My self esteem has taken a huge blow over the last few months with the loss of my libido. It put a strain on my relationship and made conversations difficult. In desperation, I did web searches for female sexual dysfunction; I did not want my boyfriend to be the type of man I write about, because I wasn't doing my job in my relationship. Everything I read talked about pelvic exams, cancer, hormones and menopause. I stepped back and thought "maybe I'm over-complicating this."
This past Friday night, as usual, Foot Fetish Boyfriend and I got together with our favorite married couple and their family for our weekly WWE and dinner. Boyfriend had been there a while before me, since he got out of work early. When I got there, I could tell he was horny. He had that look. Anyone in a relationship knows what I mean. You get to a point where you can read your partner. But I digress. So I had this horrible feeling that "oh god, he wants to have sex" and started to feel anxiety. Anxiety. Something is definitely not right there. I should not be feeling dread when it comes to sex with someone I care about.

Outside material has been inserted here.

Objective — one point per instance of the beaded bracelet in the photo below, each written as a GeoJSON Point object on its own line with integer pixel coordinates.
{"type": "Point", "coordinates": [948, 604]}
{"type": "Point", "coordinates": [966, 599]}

Since we took separate vehicles, I was able to do some thinking on the way back to my house. I do a lot of my best thinking (and recipe building-- I'm a great cook) in the car. And that's where I realized that I had been over-thinking a lot of things. Now, I do think a lot of my libido issues are stemming from my bipolar issues and the medications I'm on. I'm working on that. But another thing I realized is that I just haven't liked who I am lately. I haven't felt sexy or desirable. I hadn't wanted to show off my body since I realized my weight gain and that had been getting me down in a big way. So when Foot Fetish Boyfriend advanced , I put out a verbal hand on his chest and said "not tonight, but... maybe Saturday. Here's my proposition..."
What did I do? I gave myself a spa day. I took the day and made myself feel sexy and feminine. Starting from the feet up with a pedicure, a manicure (had it not been snowing, I would have gone for a professional pedi; my feet were in rough shape), a French green clay mask, de-fuzzing of my winter fur, moisturizing, and a day filled with chick flicks, I felt totally refreshed and relaxed and sexified again. And when he got to my place, I was on my second drink and had a Disaronno and Sprite waiting for him. Sex was still difficult because I'm just not getting wet, but thanks to a sampler that my good friend Amanda sent me from her Athenas store, I had a lube sample that did the trick quite well.
And there you have it, children, your heroic author was able to have sex for the first time in months. The libido is come-and-go, and I can't help that, but at least I know that feeling good about myself and having a good solid "me" day is excellent sexual therapy.